用php删除json变量中的一些信息 [英] Delete some informations in a json variable with php
问题描述
我的问题是我正在解析XML文件,并且此文件包含一些我不想导出为JSON数据的信息.就我而言,我想要一个从第一个[[] caratere返回json数据的函数 这是php代码:
My problem is that i am parsing an XML file and this file contain some information that i don't want to exporting as JSON data.
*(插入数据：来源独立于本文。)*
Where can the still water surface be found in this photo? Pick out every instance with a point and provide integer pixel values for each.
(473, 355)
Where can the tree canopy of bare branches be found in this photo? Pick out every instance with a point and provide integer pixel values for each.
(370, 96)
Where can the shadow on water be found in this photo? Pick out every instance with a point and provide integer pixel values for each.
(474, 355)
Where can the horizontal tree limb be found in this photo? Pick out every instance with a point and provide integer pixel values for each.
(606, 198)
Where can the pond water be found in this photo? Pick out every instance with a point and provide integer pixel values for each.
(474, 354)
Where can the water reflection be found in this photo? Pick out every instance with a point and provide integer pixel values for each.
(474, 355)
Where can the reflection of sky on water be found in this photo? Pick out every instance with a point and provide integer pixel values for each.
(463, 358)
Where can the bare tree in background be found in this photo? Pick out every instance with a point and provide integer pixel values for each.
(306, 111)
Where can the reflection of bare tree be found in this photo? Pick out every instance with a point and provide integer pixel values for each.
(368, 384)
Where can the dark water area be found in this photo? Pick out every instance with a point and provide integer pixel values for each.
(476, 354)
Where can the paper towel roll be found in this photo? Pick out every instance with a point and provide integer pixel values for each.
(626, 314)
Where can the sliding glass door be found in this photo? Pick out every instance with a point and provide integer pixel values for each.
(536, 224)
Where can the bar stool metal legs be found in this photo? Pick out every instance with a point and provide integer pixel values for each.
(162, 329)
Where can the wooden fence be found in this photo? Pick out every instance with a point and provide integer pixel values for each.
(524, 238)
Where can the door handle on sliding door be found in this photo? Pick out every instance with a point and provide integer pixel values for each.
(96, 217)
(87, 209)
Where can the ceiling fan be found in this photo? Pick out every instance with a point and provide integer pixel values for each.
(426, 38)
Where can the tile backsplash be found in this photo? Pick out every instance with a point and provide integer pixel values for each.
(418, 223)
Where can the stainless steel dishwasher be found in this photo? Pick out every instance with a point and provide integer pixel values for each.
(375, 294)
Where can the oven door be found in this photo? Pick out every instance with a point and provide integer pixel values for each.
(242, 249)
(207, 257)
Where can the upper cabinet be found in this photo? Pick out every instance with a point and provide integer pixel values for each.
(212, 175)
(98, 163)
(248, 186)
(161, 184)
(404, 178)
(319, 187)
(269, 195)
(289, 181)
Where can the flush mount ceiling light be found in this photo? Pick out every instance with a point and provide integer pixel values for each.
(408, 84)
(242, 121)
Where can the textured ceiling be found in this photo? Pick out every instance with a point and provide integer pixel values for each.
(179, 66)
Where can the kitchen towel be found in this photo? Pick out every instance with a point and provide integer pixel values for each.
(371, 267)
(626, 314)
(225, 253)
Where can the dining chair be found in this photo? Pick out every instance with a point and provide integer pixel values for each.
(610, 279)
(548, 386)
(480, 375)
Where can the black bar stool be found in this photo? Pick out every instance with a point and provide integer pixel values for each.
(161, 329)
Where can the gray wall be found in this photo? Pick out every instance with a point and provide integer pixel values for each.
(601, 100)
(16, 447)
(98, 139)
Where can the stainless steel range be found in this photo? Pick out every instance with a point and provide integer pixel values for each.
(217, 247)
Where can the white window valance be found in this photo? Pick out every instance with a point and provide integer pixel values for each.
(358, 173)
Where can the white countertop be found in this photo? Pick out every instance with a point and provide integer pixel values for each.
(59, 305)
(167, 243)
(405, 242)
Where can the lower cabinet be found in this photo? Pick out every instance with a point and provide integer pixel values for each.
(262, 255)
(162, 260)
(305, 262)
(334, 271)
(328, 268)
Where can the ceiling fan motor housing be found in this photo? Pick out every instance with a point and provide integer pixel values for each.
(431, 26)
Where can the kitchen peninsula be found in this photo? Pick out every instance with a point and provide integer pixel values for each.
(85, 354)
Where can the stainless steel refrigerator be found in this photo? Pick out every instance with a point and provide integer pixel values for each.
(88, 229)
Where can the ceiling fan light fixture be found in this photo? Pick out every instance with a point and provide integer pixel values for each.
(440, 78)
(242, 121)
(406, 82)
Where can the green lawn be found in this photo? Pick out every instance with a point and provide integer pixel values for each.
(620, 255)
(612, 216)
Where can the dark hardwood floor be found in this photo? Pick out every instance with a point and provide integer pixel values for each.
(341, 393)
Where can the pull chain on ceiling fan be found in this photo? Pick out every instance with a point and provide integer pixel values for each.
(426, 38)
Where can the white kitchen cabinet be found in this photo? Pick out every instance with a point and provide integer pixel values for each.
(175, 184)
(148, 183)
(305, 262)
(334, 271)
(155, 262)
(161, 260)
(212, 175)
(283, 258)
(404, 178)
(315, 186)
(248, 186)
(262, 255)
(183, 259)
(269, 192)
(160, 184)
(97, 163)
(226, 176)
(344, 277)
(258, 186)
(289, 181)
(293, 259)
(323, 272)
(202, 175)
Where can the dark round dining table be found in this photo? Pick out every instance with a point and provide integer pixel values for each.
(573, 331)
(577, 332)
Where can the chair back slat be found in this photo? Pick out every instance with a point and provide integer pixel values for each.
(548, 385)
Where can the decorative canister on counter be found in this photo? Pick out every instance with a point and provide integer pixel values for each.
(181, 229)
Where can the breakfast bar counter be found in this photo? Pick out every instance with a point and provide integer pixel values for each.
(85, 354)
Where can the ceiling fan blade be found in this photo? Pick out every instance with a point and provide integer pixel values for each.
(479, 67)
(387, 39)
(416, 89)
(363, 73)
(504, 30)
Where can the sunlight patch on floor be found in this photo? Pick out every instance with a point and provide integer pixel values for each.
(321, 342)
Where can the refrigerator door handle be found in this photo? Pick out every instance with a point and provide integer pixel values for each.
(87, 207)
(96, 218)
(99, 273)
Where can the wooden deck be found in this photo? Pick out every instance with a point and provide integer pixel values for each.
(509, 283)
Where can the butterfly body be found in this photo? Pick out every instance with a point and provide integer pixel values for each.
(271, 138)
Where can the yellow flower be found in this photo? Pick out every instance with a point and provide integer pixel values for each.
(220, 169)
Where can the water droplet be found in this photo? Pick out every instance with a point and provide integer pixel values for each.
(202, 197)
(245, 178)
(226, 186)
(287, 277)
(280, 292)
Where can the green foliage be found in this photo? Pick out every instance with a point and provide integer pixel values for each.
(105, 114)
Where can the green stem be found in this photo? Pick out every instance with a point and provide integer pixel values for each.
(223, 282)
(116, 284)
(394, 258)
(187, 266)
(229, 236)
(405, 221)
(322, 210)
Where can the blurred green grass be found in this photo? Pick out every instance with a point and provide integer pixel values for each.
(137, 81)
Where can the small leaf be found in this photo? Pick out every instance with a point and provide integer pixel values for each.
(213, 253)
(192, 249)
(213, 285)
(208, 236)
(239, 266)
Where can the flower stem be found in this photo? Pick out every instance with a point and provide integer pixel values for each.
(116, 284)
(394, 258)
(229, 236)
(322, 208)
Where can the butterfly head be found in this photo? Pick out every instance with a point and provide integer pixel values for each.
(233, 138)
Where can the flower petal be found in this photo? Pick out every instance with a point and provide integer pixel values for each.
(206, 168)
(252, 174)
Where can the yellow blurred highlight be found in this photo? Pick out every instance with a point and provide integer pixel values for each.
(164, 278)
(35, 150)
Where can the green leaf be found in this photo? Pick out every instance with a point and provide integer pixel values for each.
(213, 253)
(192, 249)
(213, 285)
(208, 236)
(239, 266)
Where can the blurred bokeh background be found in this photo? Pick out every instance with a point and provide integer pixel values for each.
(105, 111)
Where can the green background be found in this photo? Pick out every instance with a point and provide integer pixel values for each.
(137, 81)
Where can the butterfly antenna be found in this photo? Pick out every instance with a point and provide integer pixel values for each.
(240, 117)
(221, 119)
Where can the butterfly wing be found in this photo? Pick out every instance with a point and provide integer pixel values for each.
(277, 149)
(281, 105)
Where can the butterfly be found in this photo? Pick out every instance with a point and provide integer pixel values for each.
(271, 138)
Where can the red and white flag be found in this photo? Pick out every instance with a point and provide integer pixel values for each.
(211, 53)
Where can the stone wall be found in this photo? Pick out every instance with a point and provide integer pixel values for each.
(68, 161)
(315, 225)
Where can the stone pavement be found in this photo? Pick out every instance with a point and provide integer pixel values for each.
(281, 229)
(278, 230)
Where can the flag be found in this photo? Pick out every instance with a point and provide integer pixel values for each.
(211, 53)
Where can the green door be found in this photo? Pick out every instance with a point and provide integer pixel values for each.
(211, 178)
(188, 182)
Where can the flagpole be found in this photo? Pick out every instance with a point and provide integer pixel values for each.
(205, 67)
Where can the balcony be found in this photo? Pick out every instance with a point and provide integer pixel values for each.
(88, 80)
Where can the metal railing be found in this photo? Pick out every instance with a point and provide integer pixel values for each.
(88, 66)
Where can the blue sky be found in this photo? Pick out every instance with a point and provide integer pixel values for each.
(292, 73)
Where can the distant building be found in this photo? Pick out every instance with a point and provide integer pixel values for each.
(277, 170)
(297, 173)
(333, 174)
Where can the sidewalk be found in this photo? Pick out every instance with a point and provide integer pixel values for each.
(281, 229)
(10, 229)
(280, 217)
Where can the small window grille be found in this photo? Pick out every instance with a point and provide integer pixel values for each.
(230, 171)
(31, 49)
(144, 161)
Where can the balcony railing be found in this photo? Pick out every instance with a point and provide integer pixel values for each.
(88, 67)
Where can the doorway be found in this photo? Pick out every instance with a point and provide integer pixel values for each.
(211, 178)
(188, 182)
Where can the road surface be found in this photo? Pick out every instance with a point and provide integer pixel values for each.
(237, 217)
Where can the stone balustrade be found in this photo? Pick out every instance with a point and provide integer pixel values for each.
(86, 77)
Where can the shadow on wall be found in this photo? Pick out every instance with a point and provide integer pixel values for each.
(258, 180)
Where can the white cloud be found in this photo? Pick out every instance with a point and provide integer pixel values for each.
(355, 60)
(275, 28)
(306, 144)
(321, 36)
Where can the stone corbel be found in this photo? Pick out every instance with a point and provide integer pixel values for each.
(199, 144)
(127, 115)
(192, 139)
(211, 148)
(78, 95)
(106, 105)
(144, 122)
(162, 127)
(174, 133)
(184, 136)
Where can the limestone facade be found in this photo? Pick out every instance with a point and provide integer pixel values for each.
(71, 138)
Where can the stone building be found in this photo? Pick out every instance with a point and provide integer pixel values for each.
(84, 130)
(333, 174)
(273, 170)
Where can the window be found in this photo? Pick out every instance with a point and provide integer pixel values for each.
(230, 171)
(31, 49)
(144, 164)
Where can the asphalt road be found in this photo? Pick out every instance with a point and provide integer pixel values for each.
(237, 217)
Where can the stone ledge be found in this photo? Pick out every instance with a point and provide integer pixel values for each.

In my case i want a function that return the json data from the first '[' caratere this is the php code:
<?php
class XmlToJsonConverter {
public function ParseXML ($url) {
$fileContents= file_get_contents($url);
// Remove tabs, newline, whitespaces in the content array
$fileContents = str_replace(array("\n", "\r", "\t"), '', $fileContents);
$fileContents = trim(str_replace('"', "'", $fileContents));
$myXml = simplexml_load_string($fileContents);
$json = json_encode($myXml);
return $json;
}
}
//Path of the XML file
$url= 'http://www.lequipe.fr/rss/actu_rss_Football.xml';
//Create object of the class
$jsonObj = new XmlToJsonConverter();
//Pass the xml document to the class function
$myjson = $jsonObj->ParseXMl($url);
print_r ($myjson);
?>
这是JSON结果的一部分:
this is a part of the JSON result :
{"@ attributes":{"version":"2.0"},"channel":{"title":"L'Equipe.fr Actu Football","link":"http://www.lequipe .fr",描述":"L'Equipe.fr,足球足球",语言":"fr",版权":版权L'Equipe.fr","pubDate": 星期三,2015年4月22日16:31:08 +0200",图片":{"url":"http://www.lequipe.fr/rss/logo_RSS.gif",标题":"L'Equipe .fr," link:" http://www.lequipe.fr," width:" 119," height:" 28}," item:[{" title:" Foot-查
{"@attributes":{"version":"2.0"},"channel":{"title":"L'Equipe.fr Actu Football","link":"http://www.lequipe.fr","description":"L'Equipe.fr, Toute l'actualit\u00e9 du football","language":"fr","copyright":"Copyright L'Equipe.fr","pubDate":"Wed, 22 Apr 2015 16:31:08 +0200","image":{"url":"http://www.lequipe.fr/rss/logo_RSS.gif","title":"L'Equipe.fr","link":"http://www.lequipe.fr","width":"119","height":"28"},"item":[{"title":"Foot - Cha
我希望结果从"["
谢谢
推荐答案
在对json进行编码之前,删除不需要的每个属性:
Remove every attribute you don't want just before encoding json:
public function ParseXML ($url) {
$fileContents= file_get_contents($url);
// Remove tabs, newline, whitespaces in the content array
$fileContents = str_replace(array("\n", "\r", "\t"), '', $fileContents);
$fileContents = trim(str_replace('"', "'", $fileContents));
$myXml = simplexml_load_string($fileContents);
//--------------
unset($myXml['@attributes']);
unset($myXml['channel']);
unset($myXml['image']);
//--------------
$json = json_encode($myXml);
return $json;
}
或者如果您仅需要以下物品:
or if you only need the item:
public function ParseXML ($url) {
$fileContents= file_get_contents($url);
// Remove tabs, newline, whitespaces in the content array
$fileContents = str_replace(array("\n", "\r", "\t"), '', $fileContents);
$fileContents = trim(str_replace('"', "'", $fileContents));
$myXml = simplexml_load_string($fileContents);
//--------------
$json = json_encode($myXml['item']);
return $json;
}
这篇关于用php删除json变量中的一些信息的文章就介绍到这了,希望我们推荐的答案对大家有所帮助,也希望大家多多支持IT屋!